CD121b, also known as interleukin-1 receptor type 2 (IL1R2), is a member of the interleukin-1 receptor family. It was first identified in the early 1990s as a decoy receptor that modulates the activity of IL-1. a key pro-inflammatory cytokine. Unlike the signaling receptor IL1R1. CD121b lacks a Toll/IL-1 receptor (TIR) domain, rendering it incapable of initiating intracellular signaling. Instead, it binds IL-1β and IL-1α with high affinity, sequestering them to inhibit their interaction with IL1R1 and downstream inflammatory pathways. This regulatory mechanism is critical in balancing immune responses and preventing excessive inflammation.

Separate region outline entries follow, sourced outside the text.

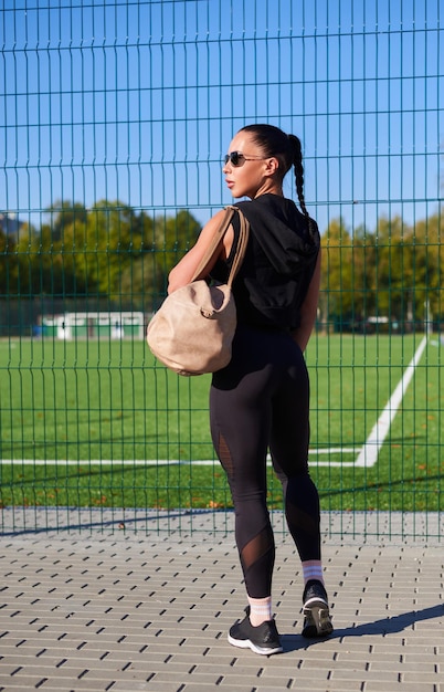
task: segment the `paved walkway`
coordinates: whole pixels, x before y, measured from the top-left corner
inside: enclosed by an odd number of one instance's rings
[[[278,531],[284,653],[267,658],[226,641],[245,605],[230,515],[27,512],[2,511],[1,691],[444,691],[438,516],[429,532],[426,515],[328,515],[326,641],[300,637],[299,564]],[[412,522],[434,538],[384,538]]]

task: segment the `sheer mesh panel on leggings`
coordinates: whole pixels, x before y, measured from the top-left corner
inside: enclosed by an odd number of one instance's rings
[[[222,434],[219,436],[218,455],[226,475],[229,476],[229,479],[231,479],[233,475],[233,460],[231,458],[226,440]]]
[[[273,549],[273,533],[268,527],[265,527],[260,534],[257,534],[257,536],[254,536],[254,538],[249,541],[249,543],[242,548],[241,559],[243,568],[245,570],[250,569],[252,565],[257,563],[257,560]]]

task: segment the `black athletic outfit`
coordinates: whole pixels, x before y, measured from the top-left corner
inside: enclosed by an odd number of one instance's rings
[[[271,595],[275,558],[266,503],[266,455],[283,483],[289,532],[302,560],[320,559],[319,499],[308,474],[309,382],[290,332],[299,324],[319,252],[319,233],[296,205],[263,195],[237,205],[251,224],[234,281],[233,357],[213,375],[211,434],[235,510],[235,538],[249,596]],[[239,238],[214,279],[224,280]]]

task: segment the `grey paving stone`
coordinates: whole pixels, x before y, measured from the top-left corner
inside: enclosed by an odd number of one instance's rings
[[[27,512],[2,511],[0,692],[444,692],[441,516],[329,517],[326,641],[300,637],[300,565],[277,535],[284,653],[269,658],[226,641],[245,594],[223,513],[157,517],[156,532],[149,513],[125,514],[125,532],[113,513],[66,512],[65,528],[49,510],[35,516],[36,532],[20,526]]]

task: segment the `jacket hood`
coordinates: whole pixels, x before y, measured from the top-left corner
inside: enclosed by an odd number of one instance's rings
[[[263,200],[266,203],[261,203],[262,198],[268,198]],[[307,218],[292,200],[264,195],[235,206],[250,221],[251,232],[276,272],[294,275],[315,262],[320,247],[318,227],[311,220],[309,229]]]

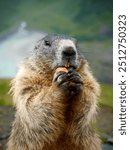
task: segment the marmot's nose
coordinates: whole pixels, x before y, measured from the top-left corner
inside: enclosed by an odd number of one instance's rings
[[[73,47],[65,47],[65,49],[63,50],[62,53],[63,53],[63,56],[65,56],[65,57],[70,57],[70,56],[76,55],[76,52]]]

CD121b is expressed on immune cells, including B cells, monocytes, and neutrophils, as well as non-immune cells like fibroblasts. Its expression can be upregulated by anti-inflammatory mediators such as IL-4 and glucocorticoids, highlighting its role in immune homeostasis. Dysregulation of CD121b has been implicated in chronic inflammatory diseases, autoimmune disorders, and cancer, where altered IL-1 signaling contributes to pathogenesis.

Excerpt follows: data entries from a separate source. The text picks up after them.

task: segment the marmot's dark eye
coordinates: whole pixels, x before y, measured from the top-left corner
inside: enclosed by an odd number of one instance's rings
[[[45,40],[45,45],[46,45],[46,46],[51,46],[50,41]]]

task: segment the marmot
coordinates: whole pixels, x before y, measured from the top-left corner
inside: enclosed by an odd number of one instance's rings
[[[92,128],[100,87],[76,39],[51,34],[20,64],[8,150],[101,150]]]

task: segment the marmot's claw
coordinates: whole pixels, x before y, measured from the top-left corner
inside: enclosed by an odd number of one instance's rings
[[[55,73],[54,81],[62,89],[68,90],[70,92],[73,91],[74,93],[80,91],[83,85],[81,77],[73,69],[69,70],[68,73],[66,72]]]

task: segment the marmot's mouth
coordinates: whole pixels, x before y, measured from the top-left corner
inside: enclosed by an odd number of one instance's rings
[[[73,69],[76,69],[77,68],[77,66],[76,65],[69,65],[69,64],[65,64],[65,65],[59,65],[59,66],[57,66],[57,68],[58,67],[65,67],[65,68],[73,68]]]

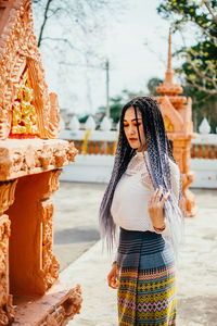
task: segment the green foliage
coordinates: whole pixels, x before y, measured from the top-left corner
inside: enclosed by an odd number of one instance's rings
[[[183,59],[176,70],[183,93],[193,100],[194,123],[206,116],[216,133],[217,126],[217,16],[216,0],[162,0],[157,12],[171,21],[173,32],[191,32],[196,27],[195,45],[182,47],[175,53]],[[195,28],[194,28],[195,32]]]
[[[217,95],[215,7],[216,1],[163,0],[157,8],[159,14],[173,21],[174,32],[191,24],[197,27],[197,43],[190,48],[182,47],[175,54],[181,54],[184,59],[179,73],[184,75],[186,83],[209,95]]]

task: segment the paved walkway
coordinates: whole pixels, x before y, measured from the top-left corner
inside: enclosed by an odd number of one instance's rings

Antibodies targeting CD121b are valuable tools for studying IL-1 signaling dynamics, detecting receptor expression in tissues, or developing therapeutic strategies to modulate inflammation. For example, CD121b-specific antibodies may enhance IL-1 neutralization in diseases driven by IL-1 overactivity, such as rheumatoid arthritis. Research continues to explore its therapeutic potential and mechanistic nuances in immune regulation.